I'm a regular user of pandas, would definitely say it's my favorite Python library by far... but it is very hard to do certain operations with it (as the OP said, anything involving multiple indexes, and things like plotting multiple plots after a groupby, etc.)
> every data scientist I know who uses pandas says they are constantly having to google how to do things due to a somewhat confusing and inconsistent API.
That's a design error, not necessarily something that money will fix for you. This is why you need to think really long and hard before deploying a public API, it is very hard to change those.
well one could at least hope that some additional funding would improve the chance that these design errors are addressed, although I agree that it is no panacea
Just because the API is bad doesn't mean we should throw money at it. I agree that NumPy might not be the best recipient either. It's hard telling, really.
Personally, I believe the biggest blocker for me is to have good visualization tools. That's ultimately what gets me paid is showing other people my work and getting them to give me money to continue it.

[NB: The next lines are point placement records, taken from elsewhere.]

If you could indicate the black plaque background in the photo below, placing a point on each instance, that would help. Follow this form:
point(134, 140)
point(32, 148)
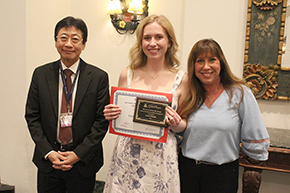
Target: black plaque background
point(141, 118)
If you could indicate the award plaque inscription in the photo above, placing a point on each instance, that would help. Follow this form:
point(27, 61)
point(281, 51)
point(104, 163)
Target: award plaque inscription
point(150, 111)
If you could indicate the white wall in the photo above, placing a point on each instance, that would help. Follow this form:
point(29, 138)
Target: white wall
point(26, 38)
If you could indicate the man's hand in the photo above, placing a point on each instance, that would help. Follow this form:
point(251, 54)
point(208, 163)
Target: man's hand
point(63, 160)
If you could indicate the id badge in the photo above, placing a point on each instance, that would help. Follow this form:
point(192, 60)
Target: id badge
point(66, 119)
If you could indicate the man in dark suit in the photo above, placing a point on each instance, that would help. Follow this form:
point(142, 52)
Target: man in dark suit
point(69, 163)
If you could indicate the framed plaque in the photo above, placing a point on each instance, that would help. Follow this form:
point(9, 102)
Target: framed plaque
point(125, 125)
point(150, 111)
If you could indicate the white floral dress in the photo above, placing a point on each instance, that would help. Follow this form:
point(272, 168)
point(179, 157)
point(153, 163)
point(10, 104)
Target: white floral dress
point(140, 166)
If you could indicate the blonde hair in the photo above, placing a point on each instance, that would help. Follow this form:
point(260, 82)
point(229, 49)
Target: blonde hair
point(136, 54)
point(197, 91)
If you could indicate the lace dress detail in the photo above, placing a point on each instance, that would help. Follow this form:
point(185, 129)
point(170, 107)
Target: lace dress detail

On the core science stack IMO there's numpy, scipy, sympy, matplotlib, pandas and xarray. I probably use it next to least, but I really think sympy is the one that could benefit the most from some funding.
That being said, I do wonder if numpy is the most appropriate recipient. In my experience with data science, the tool that would benefit the most is not numpy, but pandas. While data scientists rarely use numpy directly, every data scientist I know who uses pandas says they are constantly having to google how to do things due to a somewhat confusing and inconsistent API. I use pandas at work every day and I'm always looking stuff up, particularly when it comes to confusing multi-indexes. In contrast, I rarely use R's dplyr at work, but the API is so natural that I hardly ever need to look things up. I would love if pandas could make a full-throated commitment to a more dplyr-like API.
Nothing against pandas -- I know the devs are selflessly working very hard hard. It's just that it seems there is more bang for the buck there.